La Rochelle, France 1661. Isabelle is a Huguenot. Born Protestant in a land overpowered by Catholics, she has proof of her station branded onto her wrist. Huguenots, under the King’s reign, suffer persecution and lower-class citizenship unless they convert. While caring for her mother who has lost a husband to the rebellions, Isabelle works with friends to run an underground opposition.
When she isn’t sneaking through town with her closest friends, she’s secretly meeting a high-ranking Catholic soldier betrothed to a girl she’s known since childhood, but since the war, spits on her in the street. After all, Huguenots must remember their place.
But when Isabelle saves a woman from assault in an alleyway—making the choice to out herself as a traitor to the King and the Catholics, she’s accused of a high crime. The only way to save herself is to flee, renouncing her religion and sailing across the world to New France as a potential bride for settlers. In fear for her life, Isabelle gets on the boat, venturing out for a new terrain of fur traders and grit, putting her homeland and convictions in the past as she finds her search for love and faith has just begun.

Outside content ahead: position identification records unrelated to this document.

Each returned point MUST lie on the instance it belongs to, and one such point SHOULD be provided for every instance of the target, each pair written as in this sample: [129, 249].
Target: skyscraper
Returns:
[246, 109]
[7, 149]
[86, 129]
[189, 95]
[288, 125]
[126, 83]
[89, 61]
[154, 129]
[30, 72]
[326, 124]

There are things I like about the book and things I dislike:
What I like:
1. Daughter of the King is a historical fiction story about a history that I didn’t know anything about. I have since read a little history on a few websites. The abuse, savagery, and wars between the Catholics and Huguenots happened in the 16th and 17th centuries. Many French citizens who were Huguenots left the country. In America, they mainly settled on the east coast. For example, New York, New Jersey, Massachusetts, and Virgina. Huguenots also settled in areas of Canada. For example, Nova Scotia and Newfoundland. Daughter of the King has led piqued my interest to read more about this history.
2. The lead character is Isabelle Colette. She is 19. She and her mother are all that is left of the family. Isabelle has an independent, defiant and fiery type personality. She is restless and wants to live a life outside the confines of her home, but outside there are dangers because of her Protestant faith. The start of the story, the plot, Isabelle, the graphic descriptions all drew me in immediately.
3. Despite the differences in opinions between Isabelle and her mother. I love the devotion and compassion Isabelle shows her mother.
4. Daughter of the King shows me the horrific plight of the Huguenots in France. Through graphic depictions of their abuse and sufferings I came to at least understand the horrors of that time.
5. Daughter of the King is an emotional, dramatic, and provocative story.
What I dislike about the story:
1. I feel that when there is a teeth clincher type story-which is a story with huge, dire, descriptive, graphic writing-I need a break. It is like eating a Thanksgiving meal and then being presented with an encore of more food, and more food, and more food. Pauses or rests in a busy story is important.
2. Oftentimes people feel they are in love when it is an illusion. What I am saying is a person feels they are in love with a particular person, but it is the idea of love or the idea of what they perceive that person to be. Love is a feeling that takes the longest to grow. Real love. A love of depth and devotion and commitment.
3. I wonder what this story would be like without the romantic entanglement (plural)? What if the focus had stayed on Isabelle and her religious belief? At the start of the story, she showed a determination and perseverance and loyalty to being a Huguenot. I understand her change, but I also understand how she feels in her heart. Instead, the story shifts to romantic interests and becomes clogged down-like being in a muddy pit.